Are there any DGT 6000 owners who have not had problems with their decks? I just ordered one and concerned about the reports of belt problems


----------



## Bruceman (Jul 28, 2004)

I have had one about three months now. The only complaint I have about the deck is that two of the three sets of mandrel bearings were a little noisey, but it could have been the metal shields under the deck making noise. They have greasable mandrel bearings; however they are just sealed bearings with the inner cap removed, so be careful when you grease them. If you grease them until you see grease goming out, you just popped the outter caps and that means premature failure.
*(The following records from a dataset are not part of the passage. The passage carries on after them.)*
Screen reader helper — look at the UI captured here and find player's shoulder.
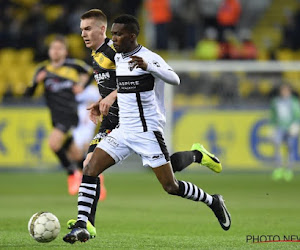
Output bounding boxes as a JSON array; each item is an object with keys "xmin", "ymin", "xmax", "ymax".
[
  {"xmin": 93, "ymin": 38, "xmax": 116, "ymax": 61},
  {"xmin": 64, "ymin": 58, "xmax": 88, "ymax": 67},
  {"xmin": 35, "ymin": 60, "xmax": 48, "ymax": 71},
  {"xmin": 137, "ymin": 46, "xmax": 162, "ymax": 61}
]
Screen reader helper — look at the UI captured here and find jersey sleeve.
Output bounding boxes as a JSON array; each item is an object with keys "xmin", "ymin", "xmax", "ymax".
[
  {"xmin": 146, "ymin": 52, "xmax": 180, "ymax": 86},
  {"xmin": 68, "ymin": 59, "xmax": 94, "ymax": 86},
  {"xmin": 24, "ymin": 63, "xmax": 46, "ymax": 97}
]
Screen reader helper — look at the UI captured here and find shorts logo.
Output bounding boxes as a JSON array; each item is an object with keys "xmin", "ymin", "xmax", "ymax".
[
  {"xmin": 152, "ymin": 154, "xmax": 163, "ymax": 160},
  {"xmin": 106, "ymin": 136, "xmax": 118, "ymax": 147}
]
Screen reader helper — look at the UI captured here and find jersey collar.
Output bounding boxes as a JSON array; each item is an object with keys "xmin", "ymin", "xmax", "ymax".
[
  {"xmin": 121, "ymin": 44, "xmax": 142, "ymax": 58},
  {"xmin": 93, "ymin": 38, "xmax": 110, "ymax": 54}
]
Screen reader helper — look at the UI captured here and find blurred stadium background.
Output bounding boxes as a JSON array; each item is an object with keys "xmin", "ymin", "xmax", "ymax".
[
  {"xmin": 1, "ymin": 1, "xmax": 300, "ymax": 249},
  {"xmin": 1, "ymin": 0, "xmax": 299, "ymax": 171}
]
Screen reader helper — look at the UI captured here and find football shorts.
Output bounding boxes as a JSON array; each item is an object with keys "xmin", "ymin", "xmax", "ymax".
[{"xmin": 97, "ymin": 127, "xmax": 170, "ymax": 168}]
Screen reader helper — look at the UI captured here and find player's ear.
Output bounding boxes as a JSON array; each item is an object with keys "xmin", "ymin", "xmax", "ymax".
[{"xmin": 130, "ymin": 33, "xmax": 137, "ymax": 41}]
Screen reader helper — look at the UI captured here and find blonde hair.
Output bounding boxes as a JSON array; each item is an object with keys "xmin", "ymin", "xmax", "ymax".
[{"xmin": 81, "ymin": 9, "xmax": 107, "ymax": 27}]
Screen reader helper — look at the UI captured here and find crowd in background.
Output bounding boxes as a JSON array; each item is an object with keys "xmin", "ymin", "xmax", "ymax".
[
  {"xmin": 1, "ymin": 0, "xmax": 300, "ymax": 60},
  {"xmin": 0, "ymin": 0, "xmax": 300, "ymax": 104}
]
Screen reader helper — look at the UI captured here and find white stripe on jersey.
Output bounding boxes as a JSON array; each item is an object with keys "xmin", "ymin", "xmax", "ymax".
[{"xmin": 115, "ymin": 46, "xmax": 177, "ymax": 133}]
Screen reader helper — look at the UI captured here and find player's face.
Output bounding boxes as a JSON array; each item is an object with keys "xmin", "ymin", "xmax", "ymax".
[
  {"xmin": 48, "ymin": 41, "xmax": 67, "ymax": 62},
  {"xmin": 111, "ymin": 23, "xmax": 134, "ymax": 53},
  {"xmin": 280, "ymin": 85, "xmax": 291, "ymax": 98},
  {"xmin": 80, "ymin": 18, "xmax": 106, "ymax": 50}
]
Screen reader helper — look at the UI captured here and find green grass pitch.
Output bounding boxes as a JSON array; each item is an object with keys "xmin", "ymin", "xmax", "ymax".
[{"xmin": 0, "ymin": 169, "xmax": 299, "ymax": 249}]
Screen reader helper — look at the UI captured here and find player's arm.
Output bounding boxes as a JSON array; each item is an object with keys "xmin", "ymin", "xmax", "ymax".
[
  {"xmin": 24, "ymin": 65, "xmax": 46, "ymax": 97},
  {"xmin": 72, "ymin": 59, "xmax": 94, "ymax": 93},
  {"xmin": 87, "ymin": 96, "xmax": 103, "ymax": 125},
  {"xmin": 129, "ymin": 55, "xmax": 180, "ymax": 85},
  {"xmin": 99, "ymin": 89, "xmax": 117, "ymax": 116},
  {"xmin": 73, "ymin": 73, "xmax": 91, "ymax": 94}
]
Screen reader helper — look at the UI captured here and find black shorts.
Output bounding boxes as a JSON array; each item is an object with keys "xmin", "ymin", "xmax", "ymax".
[{"xmin": 52, "ymin": 114, "xmax": 78, "ymax": 133}]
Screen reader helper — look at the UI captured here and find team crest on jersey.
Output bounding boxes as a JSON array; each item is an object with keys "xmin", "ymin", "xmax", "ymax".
[
  {"xmin": 153, "ymin": 61, "xmax": 160, "ymax": 67},
  {"xmin": 98, "ymin": 55, "xmax": 104, "ymax": 63},
  {"xmin": 128, "ymin": 62, "xmax": 135, "ymax": 71}
]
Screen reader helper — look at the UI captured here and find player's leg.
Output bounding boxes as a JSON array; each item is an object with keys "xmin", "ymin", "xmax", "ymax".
[
  {"xmin": 136, "ymin": 131, "xmax": 230, "ymax": 231},
  {"xmin": 67, "ymin": 131, "xmax": 109, "ymax": 237},
  {"xmin": 64, "ymin": 128, "xmax": 130, "ymax": 244},
  {"xmin": 63, "ymin": 148, "xmax": 115, "ymax": 244},
  {"xmin": 48, "ymin": 128, "xmax": 74, "ymax": 173},
  {"xmin": 171, "ymin": 143, "xmax": 222, "ymax": 173},
  {"xmin": 49, "ymin": 122, "xmax": 82, "ymax": 195},
  {"xmin": 284, "ymin": 134, "xmax": 295, "ymax": 181},
  {"xmin": 272, "ymin": 129, "xmax": 285, "ymax": 180},
  {"xmin": 152, "ymin": 163, "xmax": 231, "ymax": 231},
  {"xmin": 68, "ymin": 141, "xmax": 85, "ymax": 168}
]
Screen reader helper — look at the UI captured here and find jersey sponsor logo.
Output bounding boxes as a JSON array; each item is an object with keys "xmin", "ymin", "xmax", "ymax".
[
  {"xmin": 94, "ymin": 72, "xmax": 111, "ymax": 83},
  {"xmin": 117, "ymin": 74, "xmax": 155, "ymax": 93},
  {"xmin": 118, "ymin": 80, "xmax": 140, "ymax": 91},
  {"xmin": 45, "ymin": 79, "xmax": 73, "ymax": 92}
]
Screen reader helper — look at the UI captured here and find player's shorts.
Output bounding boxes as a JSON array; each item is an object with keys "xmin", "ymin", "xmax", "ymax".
[
  {"xmin": 97, "ymin": 127, "xmax": 170, "ymax": 168},
  {"xmin": 73, "ymin": 121, "xmax": 96, "ymax": 150},
  {"xmin": 52, "ymin": 114, "xmax": 78, "ymax": 133},
  {"xmin": 87, "ymin": 129, "xmax": 112, "ymax": 154}
]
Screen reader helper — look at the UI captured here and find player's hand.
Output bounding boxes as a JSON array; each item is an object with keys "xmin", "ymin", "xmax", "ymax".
[
  {"xmin": 36, "ymin": 70, "xmax": 47, "ymax": 82},
  {"xmin": 129, "ymin": 56, "xmax": 148, "ymax": 71},
  {"xmin": 99, "ymin": 92, "xmax": 116, "ymax": 116},
  {"xmin": 87, "ymin": 101, "xmax": 102, "ymax": 125}
]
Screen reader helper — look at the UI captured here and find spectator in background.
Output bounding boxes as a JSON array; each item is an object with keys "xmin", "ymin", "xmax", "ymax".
[
  {"xmin": 20, "ymin": 3, "xmax": 48, "ymax": 48},
  {"xmin": 121, "ymin": 0, "xmax": 143, "ymax": 17},
  {"xmin": 217, "ymin": 0, "xmax": 241, "ymax": 42},
  {"xmin": 281, "ymin": 8, "xmax": 300, "ymax": 51},
  {"xmin": 219, "ymin": 29, "xmax": 240, "ymax": 60},
  {"xmin": 239, "ymin": 29, "xmax": 258, "ymax": 60},
  {"xmin": 195, "ymin": 27, "xmax": 220, "ymax": 60},
  {"xmin": 146, "ymin": 0, "xmax": 172, "ymax": 49},
  {"xmin": 200, "ymin": 0, "xmax": 221, "ymax": 31},
  {"xmin": 170, "ymin": 0, "xmax": 201, "ymax": 49},
  {"xmin": 270, "ymin": 84, "xmax": 300, "ymax": 181}
]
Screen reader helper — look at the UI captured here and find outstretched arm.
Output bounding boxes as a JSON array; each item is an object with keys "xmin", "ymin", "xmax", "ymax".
[{"xmin": 129, "ymin": 56, "xmax": 180, "ymax": 86}]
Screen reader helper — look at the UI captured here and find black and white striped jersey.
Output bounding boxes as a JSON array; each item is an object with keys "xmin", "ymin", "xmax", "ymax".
[
  {"xmin": 91, "ymin": 38, "xmax": 119, "ymax": 130},
  {"xmin": 115, "ymin": 45, "xmax": 180, "ymax": 133}
]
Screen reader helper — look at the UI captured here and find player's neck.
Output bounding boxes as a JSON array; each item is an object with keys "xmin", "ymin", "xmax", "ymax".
[
  {"xmin": 124, "ymin": 42, "xmax": 139, "ymax": 54},
  {"xmin": 51, "ymin": 58, "xmax": 65, "ymax": 68},
  {"xmin": 93, "ymin": 37, "xmax": 107, "ymax": 51}
]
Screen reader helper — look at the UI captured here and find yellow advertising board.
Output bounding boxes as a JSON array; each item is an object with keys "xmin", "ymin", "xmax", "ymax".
[
  {"xmin": 173, "ymin": 110, "xmax": 300, "ymax": 169},
  {"xmin": 0, "ymin": 107, "xmax": 57, "ymax": 167}
]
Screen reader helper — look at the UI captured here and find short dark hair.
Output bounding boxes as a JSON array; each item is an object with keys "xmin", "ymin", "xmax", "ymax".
[
  {"xmin": 113, "ymin": 14, "xmax": 140, "ymax": 36},
  {"xmin": 81, "ymin": 9, "xmax": 107, "ymax": 25}
]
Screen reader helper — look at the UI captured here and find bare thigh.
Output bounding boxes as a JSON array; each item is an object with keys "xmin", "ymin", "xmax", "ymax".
[{"xmin": 84, "ymin": 147, "xmax": 115, "ymax": 177}]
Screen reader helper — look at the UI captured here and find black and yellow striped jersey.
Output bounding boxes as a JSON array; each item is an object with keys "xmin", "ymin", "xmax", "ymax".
[
  {"xmin": 91, "ymin": 38, "xmax": 119, "ymax": 130},
  {"xmin": 25, "ymin": 58, "xmax": 93, "ymax": 119}
]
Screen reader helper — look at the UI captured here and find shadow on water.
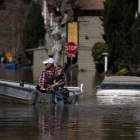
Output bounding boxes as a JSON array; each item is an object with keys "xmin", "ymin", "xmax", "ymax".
[{"xmin": 1, "ymin": 69, "xmax": 140, "ymax": 139}]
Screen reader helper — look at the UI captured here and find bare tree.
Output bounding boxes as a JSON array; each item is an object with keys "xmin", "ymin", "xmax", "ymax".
[{"xmin": 0, "ymin": 0, "xmax": 29, "ymax": 59}]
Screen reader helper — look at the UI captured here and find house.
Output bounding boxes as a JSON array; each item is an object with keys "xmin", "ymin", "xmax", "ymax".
[
  {"xmin": 32, "ymin": 0, "xmax": 105, "ymax": 71},
  {"xmin": 77, "ymin": 0, "xmax": 105, "ymax": 70}
]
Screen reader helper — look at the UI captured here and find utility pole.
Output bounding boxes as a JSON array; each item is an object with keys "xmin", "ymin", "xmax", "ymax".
[{"xmin": 62, "ymin": 41, "xmax": 65, "ymax": 69}]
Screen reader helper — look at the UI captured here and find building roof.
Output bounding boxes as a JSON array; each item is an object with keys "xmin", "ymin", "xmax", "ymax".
[
  {"xmin": 25, "ymin": 47, "xmax": 46, "ymax": 52},
  {"xmin": 78, "ymin": 0, "xmax": 105, "ymax": 11}
]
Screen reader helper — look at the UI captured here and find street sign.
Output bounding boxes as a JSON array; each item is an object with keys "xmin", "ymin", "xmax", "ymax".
[
  {"xmin": 65, "ymin": 42, "xmax": 78, "ymax": 54},
  {"xmin": 68, "ymin": 54, "xmax": 75, "ymax": 57}
]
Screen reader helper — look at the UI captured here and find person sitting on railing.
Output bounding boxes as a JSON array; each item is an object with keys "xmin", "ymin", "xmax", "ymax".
[{"xmin": 38, "ymin": 58, "xmax": 66, "ymax": 90}]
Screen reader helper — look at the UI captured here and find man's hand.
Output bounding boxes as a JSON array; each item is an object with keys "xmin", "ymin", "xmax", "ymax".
[
  {"xmin": 49, "ymin": 84, "xmax": 56, "ymax": 89},
  {"xmin": 40, "ymin": 85, "xmax": 44, "ymax": 90}
]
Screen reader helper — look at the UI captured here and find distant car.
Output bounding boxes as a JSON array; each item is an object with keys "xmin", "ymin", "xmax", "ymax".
[{"xmin": 95, "ymin": 76, "xmax": 140, "ymax": 96}]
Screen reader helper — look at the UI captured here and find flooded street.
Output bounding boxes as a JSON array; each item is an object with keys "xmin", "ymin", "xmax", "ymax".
[{"xmin": 0, "ymin": 68, "xmax": 140, "ymax": 140}]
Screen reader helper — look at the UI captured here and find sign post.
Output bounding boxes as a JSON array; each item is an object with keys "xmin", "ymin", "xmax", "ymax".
[{"xmin": 65, "ymin": 42, "xmax": 78, "ymax": 69}]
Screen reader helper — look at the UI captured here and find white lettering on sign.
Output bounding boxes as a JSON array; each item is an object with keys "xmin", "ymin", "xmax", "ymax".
[
  {"xmin": 65, "ymin": 46, "xmax": 77, "ymax": 51},
  {"xmin": 65, "ymin": 42, "xmax": 78, "ymax": 54}
]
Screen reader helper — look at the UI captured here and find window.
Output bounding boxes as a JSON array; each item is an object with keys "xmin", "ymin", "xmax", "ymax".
[{"xmin": 100, "ymin": 83, "xmax": 140, "ymax": 89}]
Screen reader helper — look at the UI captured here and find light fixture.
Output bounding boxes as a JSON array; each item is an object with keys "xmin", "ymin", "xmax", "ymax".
[{"xmin": 85, "ymin": 35, "xmax": 89, "ymax": 39}]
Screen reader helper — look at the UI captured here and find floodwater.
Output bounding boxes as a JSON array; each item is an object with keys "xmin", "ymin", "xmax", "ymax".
[{"xmin": 1, "ymin": 68, "xmax": 140, "ymax": 140}]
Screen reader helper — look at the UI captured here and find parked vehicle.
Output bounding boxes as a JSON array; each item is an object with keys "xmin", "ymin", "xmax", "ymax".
[{"xmin": 95, "ymin": 76, "xmax": 140, "ymax": 96}]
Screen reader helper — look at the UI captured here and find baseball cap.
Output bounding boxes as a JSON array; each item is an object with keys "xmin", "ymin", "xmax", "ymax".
[{"xmin": 42, "ymin": 58, "xmax": 54, "ymax": 64}]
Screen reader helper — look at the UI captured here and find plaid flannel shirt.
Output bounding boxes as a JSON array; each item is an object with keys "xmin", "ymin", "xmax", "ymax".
[{"xmin": 39, "ymin": 67, "xmax": 66, "ymax": 87}]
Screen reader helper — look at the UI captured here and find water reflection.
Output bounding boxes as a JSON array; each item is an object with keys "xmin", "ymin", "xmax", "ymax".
[
  {"xmin": 65, "ymin": 70, "xmax": 78, "ymax": 86},
  {"xmin": 96, "ymin": 96, "xmax": 140, "ymax": 105},
  {"xmin": 100, "ymin": 105, "xmax": 140, "ymax": 140},
  {"xmin": 37, "ymin": 105, "xmax": 80, "ymax": 140},
  {"xmin": 0, "ymin": 68, "xmax": 34, "ymax": 83},
  {"xmin": 1, "ymin": 103, "xmax": 140, "ymax": 140}
]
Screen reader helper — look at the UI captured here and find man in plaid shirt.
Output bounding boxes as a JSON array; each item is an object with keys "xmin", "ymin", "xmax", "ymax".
[{"xmin": 39, "ymin": 58, "xmax": 66, "ymax": 90}]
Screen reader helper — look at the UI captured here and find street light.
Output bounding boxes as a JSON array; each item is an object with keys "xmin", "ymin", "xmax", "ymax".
[{"xmin": 102, "ymin": 53, "xmax": 108, "ymax": 73}]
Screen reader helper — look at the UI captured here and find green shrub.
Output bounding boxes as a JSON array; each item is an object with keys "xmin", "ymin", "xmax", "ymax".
[
  {"xmin": 92, "ymin": 42, "xmax": 108, "ymax": 62},
  {"xmin": 116, "ymin": 68, "xmax": 129, "ymax": 76}
]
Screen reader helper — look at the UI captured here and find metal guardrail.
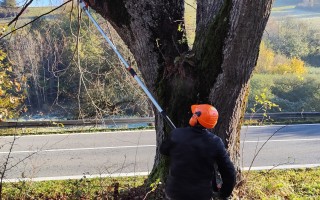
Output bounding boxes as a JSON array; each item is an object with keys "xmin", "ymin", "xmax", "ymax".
[
  {"xmin": 0, "ymin": 117, "xmax": 155, "ymax": 128},
  {"xmin": 0, "ymin": 112, "xmax": 319, "ymax": 128},
  {"xmin": 245, "ymin": 112, "xmax": 320, "ymax": 120}
]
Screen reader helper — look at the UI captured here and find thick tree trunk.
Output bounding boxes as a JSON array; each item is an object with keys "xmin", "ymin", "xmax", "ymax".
[{"xmin": 88, "ymin": 0, "xmax": 273, "ymax": 185}]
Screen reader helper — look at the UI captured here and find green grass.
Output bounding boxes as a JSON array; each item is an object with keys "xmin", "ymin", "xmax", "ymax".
[
  {"xmin": 243, "ymin": 118, "xmax": 320, "ymax": 126},
  {"xmin": 0, "ymin": 6, "xmax": 63, "ymax": 25},
  {"xmin": 2, "ymin": 176, "xmax": 147, "ymax": 199},
  {"xmin": 2, "ymin": 168, "xmax": 320, "ymax": 199},
  {"xmin": 241, "ymin": 168, "xmax": 320, "ymax": 199},
  {"xmin": 308, "ymin": 67, "xmax": 320, "ymax": 75},
  {"xmin": 23, "ymin": 7, "xmax": 60, "ymax": 18},
  {"xmin": 0, "ymin": 125, "xmax": 155, "ymax": 136}
]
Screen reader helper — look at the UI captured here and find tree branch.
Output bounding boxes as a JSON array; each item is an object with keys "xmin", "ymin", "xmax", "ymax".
[
  {"xmin": 8, "ymin": 0, "xmax": 34, "ymax": 26},
  {"xmin": 0, "ymin": 0, "xmax": 72, "ymax": 40}
]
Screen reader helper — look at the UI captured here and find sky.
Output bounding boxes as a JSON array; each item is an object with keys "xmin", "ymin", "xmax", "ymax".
[{"xmin": 17, "ymin": 0, "xmax": 63, "ymax": 7}]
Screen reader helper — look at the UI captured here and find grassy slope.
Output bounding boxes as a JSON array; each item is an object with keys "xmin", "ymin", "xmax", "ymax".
[
  {"xmin": 270, "ymin": 0, "xmax": 320, "ymax": 28},
  {"xmin": 0, "ymin": 6, "xmax": 61, "ymax": 24},
  {"xmin": 2, "ymin": 168, "xmax": 320, "ymax": 199}
]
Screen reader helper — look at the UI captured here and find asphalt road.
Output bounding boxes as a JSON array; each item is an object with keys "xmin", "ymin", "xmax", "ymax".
[{"xmin": 0, "ymin": 124, "xmax": 319, "ymax": 181}]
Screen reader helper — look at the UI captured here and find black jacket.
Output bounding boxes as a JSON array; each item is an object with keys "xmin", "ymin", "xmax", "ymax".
[{"xmin": 160, "ymin": 127, "xmax": 236, "ymax": 200}]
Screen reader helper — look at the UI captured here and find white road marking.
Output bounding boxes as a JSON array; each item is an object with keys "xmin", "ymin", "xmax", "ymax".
[
  {"xmin": 3, "ymin": 163, "xmax": 320, "ymax": 182},
  {"xmin": 242, "ymin": 163, "xmax": 320, "ymax": 171},
  {"xmin": 1, "ymin": 137, "xmax": 319, "ymax": 154},
  {"xmin": 242, "ymin": 138, "xmax": 320, "ymax": 143}
]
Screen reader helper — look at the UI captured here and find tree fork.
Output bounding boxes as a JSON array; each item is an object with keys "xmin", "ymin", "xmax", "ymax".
[{"xmin": 85, "ymin": 0, "xmax": 274, "ymax": 193}]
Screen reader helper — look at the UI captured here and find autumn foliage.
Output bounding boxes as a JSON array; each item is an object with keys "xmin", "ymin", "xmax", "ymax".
[
  {"xmin": 0, "ymin": 49, "xmax": 25, "ymax": 121},
  {"xmin": 256, "ymin": 41, "xmax": 307, "ymax": 75}
]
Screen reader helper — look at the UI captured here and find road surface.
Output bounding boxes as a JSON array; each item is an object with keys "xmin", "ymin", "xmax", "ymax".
[{"xmin": 0, "ymin": 124, "xmax": 319, "ymax": 181}]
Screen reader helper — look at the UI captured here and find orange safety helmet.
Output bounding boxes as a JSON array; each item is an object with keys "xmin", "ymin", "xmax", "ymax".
[{"xmin": 189, "ymin": 104, "xmax": 219, "ymax": 129}]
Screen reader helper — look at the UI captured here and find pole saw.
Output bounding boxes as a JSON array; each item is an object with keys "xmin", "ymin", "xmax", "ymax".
[{"xmin": 79, "ymin": 1, "xmax": 176, "ymax": 130}]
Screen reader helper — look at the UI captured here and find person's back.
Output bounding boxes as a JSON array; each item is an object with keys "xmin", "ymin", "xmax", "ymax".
[{"xmin": 160, "ymin": 104, "xmax": 236, "ymax": 200}]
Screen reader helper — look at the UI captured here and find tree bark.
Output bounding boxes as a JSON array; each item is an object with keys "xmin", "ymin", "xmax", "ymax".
[{"xmin": 87, "ymin": 0, "xmax": 274, "ymax": 185}]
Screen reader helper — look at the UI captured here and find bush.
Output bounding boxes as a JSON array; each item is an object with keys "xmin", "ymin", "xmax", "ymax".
[
  {"xmin": 248, "ymin": 72, "xmax": 320, "ymax": 112},
  {"xmin": 272, "ymin": 76, "xmax": 320, "ymax": 112}
]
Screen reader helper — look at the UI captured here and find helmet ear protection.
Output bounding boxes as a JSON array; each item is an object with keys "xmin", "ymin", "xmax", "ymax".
[
  {"xmin": 189, "ymin": 111, "xmax": 201, "ymax": 127},
  {"xmin": 189, "ymin": 104, "xmax": 219, "ymax": 128}
]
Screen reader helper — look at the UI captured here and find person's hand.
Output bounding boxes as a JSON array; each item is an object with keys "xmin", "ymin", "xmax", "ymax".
[{"xmin": 212, "ymin": 192, "xmax": 231, "ymax": 200}]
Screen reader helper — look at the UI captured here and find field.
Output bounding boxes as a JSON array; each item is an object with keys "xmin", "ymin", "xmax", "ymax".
[
  {"xmin": 183, "ymin": 0, "xmax": 320, "ymax": 47},
  {"xmin": 0, "ymin": 6, "xmax": 63, "ymax": 25},
  {"xmin": 270, "ymin": 1, "xmax": 320, "ymax": 30}
]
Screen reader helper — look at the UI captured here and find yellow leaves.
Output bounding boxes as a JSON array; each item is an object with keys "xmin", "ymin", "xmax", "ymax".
[
  {"xmin": 274, "ymin": 63, "xmax": 291, "ymax": 74},
  {"xmin": 52, "ymin": 121, "xmax": 65, "ymax": 128},
  {"xmin": 21, "ymin": 75, "xmax": 27, "ymax": 82},
  {"xmin": 0, "ymin": 49, "xmax": 6, "ymax": 62},
  {"xmin": 0, "ymin": 86, "xmax": 4, "ymax": 96},
  {"xmin": 7, "ymin": 66, "xmax": 13, "ymax": 72},
  {"xmin": 0, "ymin": 24, "xmax": 7, "ymax": 37},
  {"xmin": 256, "ymin": 41, "xmax": 307, "ymax": 76},
  {"xmin": 290, "ymin": 57, "xmax": 307, "ymax": 75},
  {"xmin": 9, "ymin": 96, "xmax": 16, "ymax": 104},
  {"xmin": 0, "ymin": 109, "xmax": 8, "ymax": 122},
  {"xmin": 273, "ymin": 57, "xmax": 307, "ymax": 75},
  {"xmin": 0, "ymin": 49, "xmax": 25, "ymax": 121},
  {"xmin": 177, "ymin": 23, "xmax": 183, "ymax": 32},
  {"xmin": 251, "ymin": 88, "xmax": 281, "ymax": 114},
  {"xmin": 14, "ymin": 81, "xmax": 21, "ymax": 92},
  {"xmin": 256, "ymin": 41, "xmax": 275, "ymax": 73}
]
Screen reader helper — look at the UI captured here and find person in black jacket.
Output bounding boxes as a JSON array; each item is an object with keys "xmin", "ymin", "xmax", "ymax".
[{"xmin": 160, "ymin": 104, "xmax": 236, "ymax": 200}]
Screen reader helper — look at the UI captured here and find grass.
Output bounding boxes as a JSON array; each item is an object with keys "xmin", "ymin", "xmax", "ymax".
[
  {"xmin": 243, "ymin": 118, "xmax": 320, "ymax": 126},
  {"xmin": 2, "ymin": 176, "xmax": 149, "ymax": 199},
  {"xmin": 0, "ymin": 6, "xmax": 64, "ymax": 25},
  {"xmin": 308, "ymin": 67, "xmax": 320, "ymax": 75},
  {"xmin": 0, "ymin": 125, "xmax": 155, "ymax": 136},
  {"xmin": 2, "ymin": 168, "xmax": 320, "ymax": 199},
  {"xmin": 240, "ymin": 168, "xmax": 320, "ymax": 199},
  {"xmin": 22, "ymin": 7, "xmax": 60, "ymax": 18}
]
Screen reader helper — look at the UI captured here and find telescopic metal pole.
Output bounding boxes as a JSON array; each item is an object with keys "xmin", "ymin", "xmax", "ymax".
[{"xmin": 80, "ymin": 1, "xmax": 176, "ymax": 130}]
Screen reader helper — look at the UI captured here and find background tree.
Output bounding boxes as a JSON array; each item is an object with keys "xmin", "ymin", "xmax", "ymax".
[
  {"xmin": 0, "ymin": 49, "xmax": 25, "ymax": 121},
  {"xmin": 266, "ymin": 18, "xmax": 320, "ymax": 67},
  {"xmin": 4, "ymin": 11, "xmax": 151, "ymax": 119},
  {"xmin": 86, "ymin": 0, "xmax": 274, "ymax": 183}
]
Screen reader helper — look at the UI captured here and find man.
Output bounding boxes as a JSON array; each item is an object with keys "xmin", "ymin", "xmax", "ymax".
[{"xmin": 160, "ymin": 104, "xmax": 236, "ymax": 200}]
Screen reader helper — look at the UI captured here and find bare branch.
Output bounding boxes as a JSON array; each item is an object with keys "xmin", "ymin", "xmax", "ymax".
[
  {"xmin": 8, "ymin": 0, "xmax": 34, "ymax": 26},
  {"xmin": 0, "ymin": 0, "xmax": 72, "ymax": 40},
  {"xmin": 247, "ymin": 125, "xmax": 287, "ymax": 172}
]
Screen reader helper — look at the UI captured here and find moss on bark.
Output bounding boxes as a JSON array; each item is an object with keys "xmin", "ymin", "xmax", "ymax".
[
  {"xmin": 147, "ymin": 155, "xmax": 170, "ymax": 185},
  {"xmin": 196, "ymin": 0, "xmax": 232, "ymax": 101}
]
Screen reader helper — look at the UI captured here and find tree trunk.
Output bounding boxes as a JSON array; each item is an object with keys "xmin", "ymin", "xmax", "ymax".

I put about 5 pumps in each one. Other than that it's been pretty good, way less build up ( above and below ) in comparison to the old design. When you get it be sure you grease everything, make sure you purge the transmission ( procedure in manual ), check tire pressure ( over inflated for transport ), and check to make sure the wiring to the electric clutch are out of harms way. Oh, and change the oil after 5 hrs. Enjoy.


----------



## PaulB2868 (Sep 1, 2004)

I have one, but don't have enough hours yet to have an opinion. I'll know more this weekend.


----------



## klein444 (Jun 11, 2004)

I have about six cuts - 20 hours on mine with no problems.

It did not handle very high grass well first cut - but seems to be fine now.


----------